Vernon: Jaką kobietę?! To moja teściowa.
Przechodzień: Ale się cholera trzyma!
- Skąd wracasz taki wesoły?
- Z dworca, odprowadzałem Hermionę...
- A dlaczego masz takie brudne ręce?
- Bo z radości poklepałem lokomotywę!
Scena z Azkabanu.: Lucjusz Malfoy siedzi w swojej celi i z nudów patrzy przez maleńką szczelinę w ścianie. na zewnątrz widzi jak jeden z Dementorów robi coś w pobliskim ogródku

, lecz nie bardzo on wie, co robi, więc się pyta.:
- co robisz?? - pyta się Lucjusz
-nawoże truskawki! - odpowiada mu
- co??! - powtarza pytanie Malfoy
-truskawki nawożę!! - odkrzykuje dementor ponownie.
- co takiego????!!
-posypuję truskawki <za przeproszeniem> gównem!!!! - krzyczy zdenerwowany dementor.
-aaa!! ja je posypuję cukrem, ale tutaj to ja mam podobno nie bardzo pod kopułą...

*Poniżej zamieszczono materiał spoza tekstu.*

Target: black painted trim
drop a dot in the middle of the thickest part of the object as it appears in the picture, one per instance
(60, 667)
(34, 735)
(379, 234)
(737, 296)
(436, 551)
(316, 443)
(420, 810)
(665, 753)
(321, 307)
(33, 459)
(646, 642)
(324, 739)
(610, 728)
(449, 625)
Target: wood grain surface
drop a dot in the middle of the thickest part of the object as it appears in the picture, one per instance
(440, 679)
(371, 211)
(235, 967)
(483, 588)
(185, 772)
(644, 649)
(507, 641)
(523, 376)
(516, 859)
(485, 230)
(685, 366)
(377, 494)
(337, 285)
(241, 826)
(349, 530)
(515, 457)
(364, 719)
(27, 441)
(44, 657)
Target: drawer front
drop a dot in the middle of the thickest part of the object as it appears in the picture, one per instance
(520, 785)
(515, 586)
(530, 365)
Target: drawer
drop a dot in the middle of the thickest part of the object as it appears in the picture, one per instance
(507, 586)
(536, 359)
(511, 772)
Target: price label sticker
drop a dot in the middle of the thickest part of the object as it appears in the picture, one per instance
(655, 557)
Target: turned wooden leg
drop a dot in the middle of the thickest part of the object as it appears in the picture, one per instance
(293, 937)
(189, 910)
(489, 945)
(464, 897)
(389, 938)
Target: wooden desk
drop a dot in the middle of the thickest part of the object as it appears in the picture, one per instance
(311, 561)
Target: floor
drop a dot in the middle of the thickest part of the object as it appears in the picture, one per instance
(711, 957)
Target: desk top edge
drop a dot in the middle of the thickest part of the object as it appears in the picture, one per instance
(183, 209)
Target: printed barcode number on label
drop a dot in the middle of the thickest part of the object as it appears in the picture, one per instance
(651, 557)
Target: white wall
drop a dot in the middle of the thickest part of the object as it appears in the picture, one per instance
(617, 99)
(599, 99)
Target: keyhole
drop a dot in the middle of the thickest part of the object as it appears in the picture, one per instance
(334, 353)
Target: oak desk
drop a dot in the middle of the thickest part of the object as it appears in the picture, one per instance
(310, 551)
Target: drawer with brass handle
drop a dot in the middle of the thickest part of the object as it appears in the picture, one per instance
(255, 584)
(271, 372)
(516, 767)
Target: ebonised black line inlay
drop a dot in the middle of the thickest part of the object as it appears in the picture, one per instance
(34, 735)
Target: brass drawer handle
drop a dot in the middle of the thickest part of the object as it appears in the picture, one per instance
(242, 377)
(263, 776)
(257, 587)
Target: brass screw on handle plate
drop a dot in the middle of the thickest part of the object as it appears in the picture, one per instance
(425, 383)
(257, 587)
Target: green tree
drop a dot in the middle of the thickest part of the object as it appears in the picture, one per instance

Idzie Harry przez zakazany las, patrzy a z krzaków wystaje głowa Wilka.
- Wilku czemu masz takie wielkie oczy?
- Kurde, nawet się spokojnie załatwić nie można...
-Harry... czy cytryna ma nogi?
- Nie Ron...
- qrcze, znowu wycisnąłem kanarka do herbaty...
- Tato - pyta Dudley - Czy to prawda, co mi powiedzieli w szkole, że zwierzęta futerkowe zmieniają futra każdej zimy?
- Ciszej! - mówi ojciec - Matka jest w sąsiednim pokoju!
Dudley patrzy przez okno i krzyczy do ojca:
-tato, idzie wujek i ciocia
-nie mówi się wujek i ciocia, tylko wujostwo
Drugiego dnia Dudley patrzy przez okno i krzyczy do ojca:
-tato, idzie stryj i stryjenka
-nie mówi się stryj i stryjenka, tylko stryjostwo
Trzeciego dnia Dudley patrzy przez okno i krzyczy do ojca:
-tato, idzie dziadostwo.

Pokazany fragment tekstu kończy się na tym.